Au Salvador, cette « tentative de coup d’État » si naturelle illustre parfaitement les failles intrinsèques aux systèmes d’aristocratie élective. Les représentants sont bien souvent impopulaires, puisqu’ils ne sont pas un miroir de la population, et que la séparation des pouvoirs peut facilement être remise en cause. Une situation qui ne peut être qu’explosive et générer des tensions permanentes entre le pouvoir et le peuple, avec le risque bien réel d’un basculement vers une autorité centrale qui assume son caractère non-démocratique. En d’autres termes, le manque démocratique instaure le terreau d’un modèle autoritaire. Le serpent se mord la queue, peut-être en pleine conscience, tant l’un comme l’autre font la part belle à l’économie libérale mondialisée.
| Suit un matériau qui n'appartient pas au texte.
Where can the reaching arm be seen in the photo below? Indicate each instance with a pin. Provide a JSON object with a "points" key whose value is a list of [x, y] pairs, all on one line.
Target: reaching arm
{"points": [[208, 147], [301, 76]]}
Ainsi, la situation politique et sociale au Salvador reste sous tension jusqu’à ce dimanche, date limite de l’ultimatum lancé par Nayib Bukele aux députés. Si ces derniers n’approuvent pas le prêt demandé par le gouvernement, le chef d’État menace une nouvelle fois de convoquer les partisans et l’armée au cœur de l’appareil « démocratique ».